The Fabelmans
Pour les artistes
Steven Spielberg nous conte son parcours initiatique de jeune cinéaste dans The Fabelmans : film d’introspection mélancolique sous forme de drame familial, plus hollywoodien qu’intimiste.
Dans la banlieue américaine d’après-guerre, Sammy Fabelman (Mateo Zoryan puis Gabriel Labelle) développe une obsession pour la caméra suite au visionnage de The Greatest Show on Earth . Mais ce qui ne devait être qu’un hobby se transforme en passion dévorante, menaçant d’éclater sa famille déjà instable. À travers son enfance et adolescence, on suit l’apprenti cinéaste entre sa soif artistique, les attentes de son père (Paul Dano), homme de science, et les émotions conflictuelles de sa mère (Michelle Williams), amoureuse d’un autre homme.
Mis à part le nom, tout ou presque est tiré de la vie de Spielberg. Il explore ici le pouvoir de l’image à travers sa propre histoire, le tout avec une perspective plutôt romantique : une quête personnelle, individualiste même, vers la réalisation de soi et de son art. Et c’est d’ailleurs une des thématiques les plus intéressantes du film. Devenir artiste est-il un acte intrinsèquement égoïste ? L’art justifie-t-il tous les sacrifices ? La passion exclut-elle la raison ?
À cette lutte entre famille et passion sont couplées nombreuses autres symboliques : image et réalité, homme et technologie, magie et artisanat, science et art. Toutes ces oppositions sont sublimement explorées dans la photographie et la mise en scène. La première séance en salle formatrice pour le jeune Sammy et l’obsession qui s’ensuit créent de superbes séquences qui mettront des étoiles plein les yeux à tout cinéphile. Plus l’œil de l’artiste s’aiguise, plus les expérimentations amatrices du réalisateur en herbe sont élaborées. La joie et l’excitation de la création système D sont contagieuses. Et là réside l’attrait majeur du film : s’émerveiller devant l’image comme Sammy s’épanouit derrière l’objectif . On y voit d’ailleurs déjà les prémices des ressorts clés du cinéaste, et c’est plutôt jouissif1 . Mais au-delà de ces moments d’enchantement et de questionnement existentiel sur le rôle de l’artiste, le style et le traitement de certaines thématiques manquent un peu de corps.
Jeune juif et enfant d’un couple en crise, Sammy se voit confronté aux tumultes adolescents façon Fureur de vivre . Mais l’antisémitisme, l’adultère, la quête d’identité culturelle et le harcèlement sont dépeints comme de simples défis sur le chemin du héros, non comme de réelles problématiques sociétales ou intimes. Ces conflits de surface sont d’autant plus adoucis par la prévisibilité du récit. Connaissant l’époustouflante carrière du personnage/cinéaste, il n’y a pas vraiment de surprises.

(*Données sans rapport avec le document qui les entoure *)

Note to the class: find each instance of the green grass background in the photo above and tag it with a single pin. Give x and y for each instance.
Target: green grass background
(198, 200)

Inévitablement, ce manque de poids et de tension dramatique se fait sentir dans la deuxième moitié du film.
Essoufflement aussi du côté du jeu assez théâtral de Michelle Williams, tout en accent et expressivité, parfois trop en dissonance avec les performances plus en retenue de Paul Dano et de Gabriel Labelle, vraie révélation du film. Seth Rogen apporte quant à lui une touche comique mais laisse un vide plutôt bancal dans le rôle du briseur de ménage qui aurait gagné à être plus complexe.
Un récit initiatique adolescent méta, à la fois magique et imparfait, ne demanderait-il justement pas un peu plus de fantaisie, de mordant, d’irrévérence ? Papa d’innombrables classiques du grand écran, Spielberg fait dans le classique encore une fois, ici aux dépens de la subtilité que demande une réelle introspection. De belles images, de beaux moments, l’enchantement du regard enfantin porté brillamment par son interprète principal et, malheureusement, un objectif calé sur une vision du passé parfois trop propre et grandiloquente pour son propos.

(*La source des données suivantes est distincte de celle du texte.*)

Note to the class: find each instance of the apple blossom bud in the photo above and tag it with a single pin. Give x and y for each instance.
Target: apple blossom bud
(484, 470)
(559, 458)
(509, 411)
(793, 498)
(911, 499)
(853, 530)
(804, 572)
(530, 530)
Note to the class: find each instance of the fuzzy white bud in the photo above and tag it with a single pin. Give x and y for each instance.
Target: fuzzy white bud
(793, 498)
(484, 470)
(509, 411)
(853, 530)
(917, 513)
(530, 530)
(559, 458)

Comme les conflits binaires au centre du film, le ressenti final est lisse et lui aussi mitigé. D’un côté, il y a la magie du coming-of-age d’un cinéaste entier , passionné, dévoué, à qui on doit tant. De l’autre, il y a l’incontestable redondance du classicisme d’un récit attendu : une success story hollywoodienne soignée mais loin de révolutionner le genre. En somme, le cinéaste favori du grand public, conteur de nos enfances, nous donne à voir la genèse de son art, sans aller bien plus loin. Comme un regard mélancolique dans le rétroviseur, quelque peu contraint par les limites de son reflet, ce conte doux amer et inégal vaut tout de même le détour pour quiconque aurait ne serait-ce qu’une once de fibre artistique en soi.